The federal court overseeing hundreds of hernia mesh lawsuits involving Ethicon, Inc.’s Physiomesh Flexible Composite Mesh implants has begun setting the stage for the litigation’s first bellwether trials.
According to a Practice and Procedure Order issued in the U.S. District Court, District of Georgia, on January 19th, the first Physiomesh trial will be convened on September 16, 2019.
By May 15, 2018, the parties are to each select 12 cases for inclusion in an Initial Discovery Pool. Physiomesh lawsuits eligible for the pool include all of those currently pending in the litigation that were filed as of January 11, 2018.
Plaintiff Fact Sheet for the selected cases must be submitted to the Court by June 15th. Defendant Fact Sheets are due by July 31st.
Ten additional cases will be selected for the Initial Discovery Pool on June 22nd, with the parties each selecting 5 lawsuits from all claims pending in the litigation. Completed Plaintiff Fact Sheets are due on those cases by July 13th, while Defendant Fact Sheets must be submitted by August 21st.
Following fact discovery, Plaintiffs and Defendants will each select 5 cases from the Initial Discovery Pool for inclusion in the Trial Pool. Those selections are to be made on or before December 1st.

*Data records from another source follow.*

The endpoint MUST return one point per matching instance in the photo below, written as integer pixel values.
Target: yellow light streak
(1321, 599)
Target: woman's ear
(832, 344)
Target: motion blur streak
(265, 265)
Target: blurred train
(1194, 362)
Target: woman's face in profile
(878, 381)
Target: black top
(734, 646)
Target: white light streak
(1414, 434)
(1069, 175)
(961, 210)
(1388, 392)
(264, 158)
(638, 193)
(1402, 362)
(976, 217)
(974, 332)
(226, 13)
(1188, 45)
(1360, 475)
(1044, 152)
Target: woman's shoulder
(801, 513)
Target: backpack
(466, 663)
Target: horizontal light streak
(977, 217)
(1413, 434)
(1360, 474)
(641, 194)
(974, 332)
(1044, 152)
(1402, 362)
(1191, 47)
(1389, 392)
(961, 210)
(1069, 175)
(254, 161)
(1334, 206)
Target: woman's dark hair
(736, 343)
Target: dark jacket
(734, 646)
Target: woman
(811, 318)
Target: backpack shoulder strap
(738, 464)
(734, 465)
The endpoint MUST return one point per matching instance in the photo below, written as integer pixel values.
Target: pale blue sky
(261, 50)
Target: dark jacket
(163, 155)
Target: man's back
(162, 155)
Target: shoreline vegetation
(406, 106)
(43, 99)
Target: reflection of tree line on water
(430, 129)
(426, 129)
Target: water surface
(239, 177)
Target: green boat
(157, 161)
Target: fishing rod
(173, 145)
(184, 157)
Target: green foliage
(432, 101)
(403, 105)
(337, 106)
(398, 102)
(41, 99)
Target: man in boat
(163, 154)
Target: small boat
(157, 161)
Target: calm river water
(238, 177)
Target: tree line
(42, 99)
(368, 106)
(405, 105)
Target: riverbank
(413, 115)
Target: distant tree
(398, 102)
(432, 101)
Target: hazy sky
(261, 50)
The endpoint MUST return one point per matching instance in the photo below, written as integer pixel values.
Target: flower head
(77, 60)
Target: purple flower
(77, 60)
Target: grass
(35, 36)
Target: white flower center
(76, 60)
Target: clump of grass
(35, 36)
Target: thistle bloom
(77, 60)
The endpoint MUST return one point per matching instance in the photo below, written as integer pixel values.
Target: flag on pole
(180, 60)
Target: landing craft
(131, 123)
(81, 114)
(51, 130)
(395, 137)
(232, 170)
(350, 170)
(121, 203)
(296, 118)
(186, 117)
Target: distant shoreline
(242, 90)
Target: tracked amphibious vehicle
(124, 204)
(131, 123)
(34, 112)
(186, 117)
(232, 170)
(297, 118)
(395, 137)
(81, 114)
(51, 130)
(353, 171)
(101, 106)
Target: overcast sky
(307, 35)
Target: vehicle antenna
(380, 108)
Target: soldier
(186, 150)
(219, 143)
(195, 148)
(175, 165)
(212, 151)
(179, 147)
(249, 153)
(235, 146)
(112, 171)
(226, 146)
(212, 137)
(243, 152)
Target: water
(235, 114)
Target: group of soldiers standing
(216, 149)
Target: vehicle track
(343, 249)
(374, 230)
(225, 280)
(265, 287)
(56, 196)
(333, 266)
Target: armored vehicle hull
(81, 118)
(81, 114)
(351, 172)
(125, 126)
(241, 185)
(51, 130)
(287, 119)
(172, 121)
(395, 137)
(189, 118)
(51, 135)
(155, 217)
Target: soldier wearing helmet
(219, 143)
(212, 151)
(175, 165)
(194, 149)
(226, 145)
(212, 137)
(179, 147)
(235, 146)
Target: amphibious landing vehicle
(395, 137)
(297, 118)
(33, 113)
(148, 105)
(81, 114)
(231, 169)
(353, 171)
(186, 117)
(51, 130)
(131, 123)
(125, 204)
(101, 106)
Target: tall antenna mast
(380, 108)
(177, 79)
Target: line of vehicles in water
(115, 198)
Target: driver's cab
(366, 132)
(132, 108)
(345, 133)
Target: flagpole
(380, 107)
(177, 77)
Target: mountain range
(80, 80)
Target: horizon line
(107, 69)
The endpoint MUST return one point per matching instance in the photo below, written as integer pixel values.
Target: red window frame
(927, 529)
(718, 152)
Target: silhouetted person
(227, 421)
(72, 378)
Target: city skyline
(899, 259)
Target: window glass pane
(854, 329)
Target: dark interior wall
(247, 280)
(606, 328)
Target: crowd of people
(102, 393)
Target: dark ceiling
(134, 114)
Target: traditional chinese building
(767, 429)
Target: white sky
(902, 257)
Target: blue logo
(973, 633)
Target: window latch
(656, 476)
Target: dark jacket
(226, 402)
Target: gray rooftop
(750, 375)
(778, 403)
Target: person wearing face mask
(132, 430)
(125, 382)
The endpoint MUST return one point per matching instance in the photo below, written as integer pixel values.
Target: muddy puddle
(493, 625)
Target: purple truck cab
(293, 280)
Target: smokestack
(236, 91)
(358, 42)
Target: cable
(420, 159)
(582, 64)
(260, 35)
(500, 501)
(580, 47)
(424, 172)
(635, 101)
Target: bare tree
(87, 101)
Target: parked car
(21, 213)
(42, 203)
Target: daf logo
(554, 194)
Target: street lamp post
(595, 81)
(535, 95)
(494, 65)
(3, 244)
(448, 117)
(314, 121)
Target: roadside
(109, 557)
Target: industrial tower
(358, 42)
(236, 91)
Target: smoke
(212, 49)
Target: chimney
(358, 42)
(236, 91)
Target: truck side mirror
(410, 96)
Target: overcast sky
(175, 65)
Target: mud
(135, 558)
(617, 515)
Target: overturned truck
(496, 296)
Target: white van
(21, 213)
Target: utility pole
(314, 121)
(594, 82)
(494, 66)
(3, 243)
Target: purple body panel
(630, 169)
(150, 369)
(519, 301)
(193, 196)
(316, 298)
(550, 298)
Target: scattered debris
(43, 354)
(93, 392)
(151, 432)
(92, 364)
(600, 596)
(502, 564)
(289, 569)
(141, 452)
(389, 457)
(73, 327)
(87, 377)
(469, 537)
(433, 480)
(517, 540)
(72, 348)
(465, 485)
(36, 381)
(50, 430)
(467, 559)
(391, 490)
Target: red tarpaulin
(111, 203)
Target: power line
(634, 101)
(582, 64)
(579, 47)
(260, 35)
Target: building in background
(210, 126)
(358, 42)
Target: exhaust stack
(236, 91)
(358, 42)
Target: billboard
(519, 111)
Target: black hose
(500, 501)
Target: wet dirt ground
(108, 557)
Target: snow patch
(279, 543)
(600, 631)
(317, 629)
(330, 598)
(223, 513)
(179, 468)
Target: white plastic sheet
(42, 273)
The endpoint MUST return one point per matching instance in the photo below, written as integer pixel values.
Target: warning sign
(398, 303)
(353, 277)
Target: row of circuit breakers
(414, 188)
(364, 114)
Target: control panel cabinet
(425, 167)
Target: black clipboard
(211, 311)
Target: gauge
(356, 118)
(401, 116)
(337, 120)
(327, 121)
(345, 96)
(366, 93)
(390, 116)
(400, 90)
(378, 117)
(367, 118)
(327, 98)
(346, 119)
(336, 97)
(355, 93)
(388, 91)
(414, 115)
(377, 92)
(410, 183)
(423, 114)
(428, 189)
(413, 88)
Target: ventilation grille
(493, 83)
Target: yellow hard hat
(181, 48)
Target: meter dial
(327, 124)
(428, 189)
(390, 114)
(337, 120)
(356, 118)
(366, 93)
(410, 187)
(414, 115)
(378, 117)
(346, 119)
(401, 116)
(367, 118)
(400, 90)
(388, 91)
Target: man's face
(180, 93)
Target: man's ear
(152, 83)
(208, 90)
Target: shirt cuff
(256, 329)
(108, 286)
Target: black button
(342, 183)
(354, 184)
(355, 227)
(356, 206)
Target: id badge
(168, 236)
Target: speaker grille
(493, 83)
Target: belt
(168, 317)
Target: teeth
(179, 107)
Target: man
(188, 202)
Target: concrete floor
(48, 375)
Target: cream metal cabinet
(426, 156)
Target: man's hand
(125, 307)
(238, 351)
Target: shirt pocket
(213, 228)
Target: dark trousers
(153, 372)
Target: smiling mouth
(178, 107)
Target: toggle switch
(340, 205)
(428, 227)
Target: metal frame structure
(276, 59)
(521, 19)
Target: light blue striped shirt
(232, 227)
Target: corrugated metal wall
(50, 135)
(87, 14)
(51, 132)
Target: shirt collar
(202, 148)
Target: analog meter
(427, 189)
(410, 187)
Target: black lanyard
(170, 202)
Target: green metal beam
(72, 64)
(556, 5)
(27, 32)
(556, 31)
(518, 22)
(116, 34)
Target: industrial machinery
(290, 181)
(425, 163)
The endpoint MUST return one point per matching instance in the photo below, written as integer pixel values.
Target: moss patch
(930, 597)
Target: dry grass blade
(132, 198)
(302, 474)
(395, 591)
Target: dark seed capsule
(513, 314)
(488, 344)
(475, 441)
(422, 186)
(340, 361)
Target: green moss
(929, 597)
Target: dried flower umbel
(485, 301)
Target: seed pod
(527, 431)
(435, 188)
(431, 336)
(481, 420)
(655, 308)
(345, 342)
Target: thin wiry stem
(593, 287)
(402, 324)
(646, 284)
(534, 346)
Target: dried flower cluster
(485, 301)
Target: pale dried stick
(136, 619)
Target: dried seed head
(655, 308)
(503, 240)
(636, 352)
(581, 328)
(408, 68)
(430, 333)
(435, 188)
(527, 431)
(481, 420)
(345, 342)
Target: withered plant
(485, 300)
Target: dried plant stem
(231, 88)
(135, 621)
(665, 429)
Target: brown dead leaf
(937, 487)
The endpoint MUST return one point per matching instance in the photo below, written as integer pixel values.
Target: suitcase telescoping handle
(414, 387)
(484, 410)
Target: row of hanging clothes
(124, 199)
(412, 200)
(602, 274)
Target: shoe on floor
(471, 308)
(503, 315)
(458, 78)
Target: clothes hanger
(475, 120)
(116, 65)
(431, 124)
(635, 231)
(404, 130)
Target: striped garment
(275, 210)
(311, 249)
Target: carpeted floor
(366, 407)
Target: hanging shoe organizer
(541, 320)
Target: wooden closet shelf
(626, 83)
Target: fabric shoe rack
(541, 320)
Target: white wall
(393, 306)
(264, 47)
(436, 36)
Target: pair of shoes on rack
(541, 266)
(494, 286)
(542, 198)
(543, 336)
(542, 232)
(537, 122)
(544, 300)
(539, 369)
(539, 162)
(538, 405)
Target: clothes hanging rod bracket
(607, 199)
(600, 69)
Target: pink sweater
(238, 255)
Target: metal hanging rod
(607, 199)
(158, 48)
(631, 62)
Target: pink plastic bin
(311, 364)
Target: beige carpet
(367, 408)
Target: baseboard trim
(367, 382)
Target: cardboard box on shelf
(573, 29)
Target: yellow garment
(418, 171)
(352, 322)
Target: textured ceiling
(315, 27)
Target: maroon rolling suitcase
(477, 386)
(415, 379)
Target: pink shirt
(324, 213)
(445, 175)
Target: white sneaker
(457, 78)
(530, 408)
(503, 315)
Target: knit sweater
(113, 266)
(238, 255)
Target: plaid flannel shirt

By May 1st, each side is to submit a memorandum in support of their proposed manner of trial, order of selection of plaintiffs for trial, and timing of trials. The parties may submit a response to the opposing party’s memorandum regarding by May 8th. The Court will rule on these matters by May 15th.
Ethicon brought the first Physiomesh products to market in 2010, via the U.S. Food & Drug Administration’s 510(k) clearance process. This program allows a new medical device to come to market without undergoing human clinical trials if a manufacturer can show that it is “substantially equivalent” to a device that had previously undergone the FDA’s more stringent premarket approval process.
Ethicon withdrew Physiomesh Flexible Composite Mesh from the worldwide market in May 2016, after unpublished data from two European hernia databases suggested that the product was associated with higher average recurrence and revision rates compared to other meshes used in laparoscopic ventral hernia repair.
While Physiomesh recalls were announced in several countries, no such action has been taken in the U.S.
The federal litigation currently includes more than 460 hernia mesh lawsuits, all of which were filed on behalf of individuals who suffered serious and debilitating complications, including infection, adhesions, chronic pain, and hernia recurrence, due to an allegedly defective Physiomesh Flexible Composite Mesh patch.
The Physiomesh bellwether trials will serve as test cases, and could provide some insight into how juries might decide similar hernia mesh claims.